December 2, 2010 Facebook Twitter LinkedIn Blogger Tumblr

(Washington, DC) – Log Cabin Republicans v. United States was a frequent subject of discussion today as the Senate Armed Services Committee held hearings about the military's 'Don't Ask, Don't Tell' policy.

"Today Defense Secretary Robert Gates asked of repeal, 'if not now, when?' Log Cabin Republicans' answer is 'if not now, then we'll see you in court,'" said R. Clarke Cooper, Log Cabin Republicans Executive Director. "Of course, Log Cabin would prefer that 'Don't Ask, Don't Tell' end legislatively, and we are pleased that today Republican senators spoke up to question the value of this failed policy."

Senator Susan Collins (R-ME), a long time opponent of 'Don't Ask, Don't Tell,' stated that there was clear support for ending the policy from the military, "given the extensive feedback that the task force received from tens of thousands of service members in the forms of survey responses, emails, and town hall meetings, the report in fact does convey a sense of what service members think about repealing the law." Senator Collins further noted that throughout history, a time of war has been the impetus for change, rather than an excuse for delay.
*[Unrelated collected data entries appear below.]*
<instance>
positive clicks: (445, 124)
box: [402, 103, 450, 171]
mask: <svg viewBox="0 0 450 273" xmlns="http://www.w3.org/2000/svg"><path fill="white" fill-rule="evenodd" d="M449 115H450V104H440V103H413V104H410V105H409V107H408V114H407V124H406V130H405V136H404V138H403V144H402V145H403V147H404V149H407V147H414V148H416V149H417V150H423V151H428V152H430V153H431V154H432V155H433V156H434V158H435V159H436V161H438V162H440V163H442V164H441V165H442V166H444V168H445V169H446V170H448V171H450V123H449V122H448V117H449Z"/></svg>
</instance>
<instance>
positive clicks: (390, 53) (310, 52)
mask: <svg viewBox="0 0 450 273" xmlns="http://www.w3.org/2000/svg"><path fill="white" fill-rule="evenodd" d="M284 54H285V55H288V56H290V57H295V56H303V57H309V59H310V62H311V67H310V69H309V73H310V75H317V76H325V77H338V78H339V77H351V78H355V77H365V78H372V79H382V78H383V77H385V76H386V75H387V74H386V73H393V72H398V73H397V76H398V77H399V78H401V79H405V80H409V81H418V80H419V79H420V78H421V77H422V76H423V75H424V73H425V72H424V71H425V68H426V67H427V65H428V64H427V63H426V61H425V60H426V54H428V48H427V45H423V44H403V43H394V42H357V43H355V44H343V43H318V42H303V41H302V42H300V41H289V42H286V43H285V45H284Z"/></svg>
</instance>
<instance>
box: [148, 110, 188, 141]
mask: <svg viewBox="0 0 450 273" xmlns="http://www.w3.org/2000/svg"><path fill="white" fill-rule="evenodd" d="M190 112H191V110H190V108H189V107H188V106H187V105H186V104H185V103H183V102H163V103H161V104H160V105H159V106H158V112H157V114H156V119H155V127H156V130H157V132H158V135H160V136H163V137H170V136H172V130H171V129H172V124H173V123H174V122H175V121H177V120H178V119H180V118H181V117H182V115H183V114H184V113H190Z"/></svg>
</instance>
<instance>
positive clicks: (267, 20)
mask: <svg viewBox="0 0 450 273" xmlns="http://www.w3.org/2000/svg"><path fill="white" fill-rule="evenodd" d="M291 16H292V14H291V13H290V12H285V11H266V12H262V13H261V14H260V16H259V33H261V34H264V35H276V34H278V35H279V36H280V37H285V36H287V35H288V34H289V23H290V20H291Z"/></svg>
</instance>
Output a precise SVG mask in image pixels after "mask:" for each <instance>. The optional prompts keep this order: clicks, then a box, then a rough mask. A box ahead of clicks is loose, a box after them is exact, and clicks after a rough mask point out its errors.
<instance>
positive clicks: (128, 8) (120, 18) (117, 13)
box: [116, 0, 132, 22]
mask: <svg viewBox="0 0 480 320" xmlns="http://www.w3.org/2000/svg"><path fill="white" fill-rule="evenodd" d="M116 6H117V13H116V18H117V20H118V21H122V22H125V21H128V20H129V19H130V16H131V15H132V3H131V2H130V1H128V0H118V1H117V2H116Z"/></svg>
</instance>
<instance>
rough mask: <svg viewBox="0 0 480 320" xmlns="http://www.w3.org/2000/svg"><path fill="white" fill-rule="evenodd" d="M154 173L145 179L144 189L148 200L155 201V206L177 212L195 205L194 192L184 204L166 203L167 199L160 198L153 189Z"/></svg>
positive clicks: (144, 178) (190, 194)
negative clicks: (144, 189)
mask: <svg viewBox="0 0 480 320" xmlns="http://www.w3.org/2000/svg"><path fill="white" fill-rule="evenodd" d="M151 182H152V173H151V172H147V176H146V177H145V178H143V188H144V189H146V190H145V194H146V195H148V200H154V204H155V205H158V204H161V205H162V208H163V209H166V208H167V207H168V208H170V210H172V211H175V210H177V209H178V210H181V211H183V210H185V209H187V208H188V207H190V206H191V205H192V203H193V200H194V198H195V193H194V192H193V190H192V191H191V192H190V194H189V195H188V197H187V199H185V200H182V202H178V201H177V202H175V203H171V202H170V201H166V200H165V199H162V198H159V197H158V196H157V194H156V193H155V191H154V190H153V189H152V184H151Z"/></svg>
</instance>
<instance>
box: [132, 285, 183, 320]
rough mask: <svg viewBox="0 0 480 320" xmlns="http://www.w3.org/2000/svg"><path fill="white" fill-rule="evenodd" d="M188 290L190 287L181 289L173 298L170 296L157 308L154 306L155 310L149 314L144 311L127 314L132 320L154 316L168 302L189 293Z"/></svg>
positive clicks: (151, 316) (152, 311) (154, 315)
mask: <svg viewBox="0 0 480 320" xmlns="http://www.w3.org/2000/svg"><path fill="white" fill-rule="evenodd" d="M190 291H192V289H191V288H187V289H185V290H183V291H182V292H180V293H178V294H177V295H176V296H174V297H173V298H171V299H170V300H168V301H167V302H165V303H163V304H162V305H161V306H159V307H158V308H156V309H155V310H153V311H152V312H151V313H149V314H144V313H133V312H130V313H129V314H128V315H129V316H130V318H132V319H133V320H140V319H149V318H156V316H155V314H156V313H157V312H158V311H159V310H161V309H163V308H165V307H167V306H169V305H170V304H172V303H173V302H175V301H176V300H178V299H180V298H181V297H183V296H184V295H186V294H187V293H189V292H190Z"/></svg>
"Log Cabin Republicans are proud to have such allies in Congress, and we will continue to work for Republican votes in favor of repeal. If the Senate does not follow the Department of Defense recommendation to pass repeal in the National Defense Authorization Act, Log Cabin Republicans will continue to pursue a judicial course of action to fight for the fundamental constitutional rights of all servicemembers. Our men and women in uniform deserve nothing less," said Cooper.
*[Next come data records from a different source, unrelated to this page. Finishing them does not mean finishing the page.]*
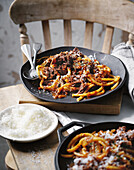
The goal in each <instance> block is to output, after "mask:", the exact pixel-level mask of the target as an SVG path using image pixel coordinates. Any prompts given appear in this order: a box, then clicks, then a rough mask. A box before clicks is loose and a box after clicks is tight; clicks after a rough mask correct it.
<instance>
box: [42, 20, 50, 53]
mask: <svg viewBox="0 0 134 170" xmlns="http://www.w3.org/2000/svg"><path fill="white" fill-rule="evenodd" d="M42 28H43V35H44V41H45V49H46V50H48V49H50V48H52V43H51V35H50V28H49V21H48V20H47V21H42Z"/></svg>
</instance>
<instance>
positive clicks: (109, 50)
mask: <svg viewBox="0 0 134 170" xmlns="http://www.w3.org/2000/svg"><path fill="white" fill-rule="evenodd" d="M113 32H114V28H113V27H111V26H107V27H106V32H105V37H104V42H103V47H102V52H103V53H107V54H110V50H111V45H112V39H113Z"/></svg>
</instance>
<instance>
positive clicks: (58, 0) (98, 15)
mask: <svg viewBox="0 0 134 170" xmlns="http://www.w3.org/2000/svg"><path fill="white" fill-rule="evenodd" d="M117 11H118V12H117ZM9 15H10V17H11V19H12V20H13V21H14V23H16V24H22V23H27V22H32V21H42V20H50V19H65V20H70V19H74V20H77V19H78V20H84V21H89V22H96V23H101V24H104V25H109V26H112V27H117V28H119V29H122V30H124V31H127V32H132V33H133V34H134V22H133V19H134V3H133V2H130V1H128V0H118V1H115V0H110V1H109V0H101V1H100V0H88V1H87V0H79V1H76V0H62V1H59V0H51V1H48V0H32V3H31V0H23V1H22V0H15V1H14V2H13V3H12V4H11V6H10V9H9ZM128 18H129V19H128ZM124 21H125V22H124Z"/></svg>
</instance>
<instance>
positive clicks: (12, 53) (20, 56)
mask: <svg viewBox="0 0 134 170" xmlns="http://www.w3.org/2000/svg"><path fill="white" fill-rule="evenodd" d="M12 2H13V0H0V87H4V86H8V85H13V84H17V83H21V82H20V78H19V70H20V67H21V65H22V55H21V50H20V40H19V32H18V25H15V24H14V23H13V22H12V21H11V19H10V17H9V14H8V10H9V6H10V5H11V3H12ZM26 26H27V29H28V34H29V37H30V43H31V45H32V43H33V42H41V43H43V34H42V30H41V24H40V22H35V23H32V24H26ZM84 28H85V24H84V22H83V21H73V22H72V37H73V43H72V44H73V45H74V46H82V45H83V39H84ZM94 28H95V29H94V35H96V36H95V38H94V39H93V49H94V50H97V51H100V50H101V48H102V43H103V38H104V26H103V25H100V24H95V25H94ZM50 29H51V32H52V35H51V37H52V40H53V41H52V45H53V47H58V46H61V45H63V36H62V35H63V23H62V21H61V20H57V21H51V23H50ZM127 36H128V35H127V34H126V33H124V32H122V31H120V30H118V29H116V30H115V31H114V39H113V44H112V47H114V46H115V45H116V44H118V43H120V42H122V41H126V40H127ZM43 46H44V43H43ZM43 50H45V49H44V48H43V47H42V51H43Z"/></svg>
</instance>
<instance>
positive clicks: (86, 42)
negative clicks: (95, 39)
mask: <svg viewBox="0 0 134 170" xmlns="http://www.w3.org/2000/svg"><path fill="white" fill-rule="evenodd" d="M92 40H93V23H92V22H88V21H87V22H86V27H85V36H84V47H85V48H89V49H92Z"/></svg>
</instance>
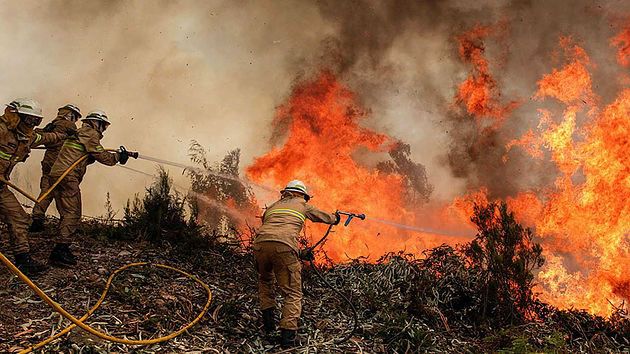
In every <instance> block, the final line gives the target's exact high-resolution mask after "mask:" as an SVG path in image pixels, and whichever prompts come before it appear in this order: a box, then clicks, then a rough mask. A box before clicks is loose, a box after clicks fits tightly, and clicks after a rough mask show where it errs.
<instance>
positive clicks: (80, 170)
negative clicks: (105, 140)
mask: <svg viewBox="0 0 630 354" xmlns="http://www.w3.org/2000/svg"><path fill="white" fill-rule="evenodd" d="M89 117H90V115H88V117H87V118H86V120H89ZM84 121H85V120H84ZM107 124H109V122H107ZM102 138H103V134H102V133H101V132H100V131H99V130H97V128H96V127H95V126H93V125H92V124H91V123H89V122H85V123H84V124H83V126H82V127H81V128H79V130H78V131H77V133H76V136H74V137H69V138H68V139H67V140H66V141H65V142H64V143H63V146H62V147H61V150H60V151H59V155H58V156H57V159H56V160H55V163H54V164H53V166H52V168H51V171H50V182H49V183H54V181H56V180H57V179H58V178H59V177H61V175H62V174H63V173H64V172H65V171H66V170H67V169H68V168H69V167H70V166H71V165H72V164H73V163H74V162H76V161H77V160H79V159H80V158H81V157H82V156H83V155H85V154H89V156H88V158H87V159H85V160H83V161H82V162H81V163H79V164H78V165H77V166H76V167H75V168H74V170H72V171H71V172H70V173H69V174H68V175H67V176H66V177H65V178H64V179H63V180H62V181H61V183H59V185H58V186H57V188H55V190H54V191H53V197H54V200H55V204H56V205H57V210H58V211H59V217H60V221H59V228H60V230H59V238H58V239H57V240H56V245H55V248H54V249H53V252H52V253H51V256H50V261H51V264H53V265H62V266H68V265H75V264H76V257H75V256H74V255H73V254H72V253H71V252H70V248H69V247H70V242H71V236H72V235H73V234H74V233H75V232H76V230H77V229H78V227H79V224H80V222H81V190H80V188H79V185H80V184H81V181H82V180H83V176H84V175H85V172H86V171H87V166H88V165H89V164H92V163H94V161H98V162H100V163H102V164H104V165H107V166H113V165H115V164H116V163H117V162H119V161H120V154H119V153H118V152H107V151H105V149H104V148H103V146H102V145H101V139H102Z"/></svg>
Log Cabin Republicans have maintained a three-front strategy against 'Don't Ask, Don't Tell,' lobbying for repeal in Congress, consulting with the Department of Defense, and filing suit in federal court. The case went to trial in July of 2010, and Judge Virginia Phillips ruled on September 9, 2010 that the policy violated the First and Fifth Amendments of the Constitution.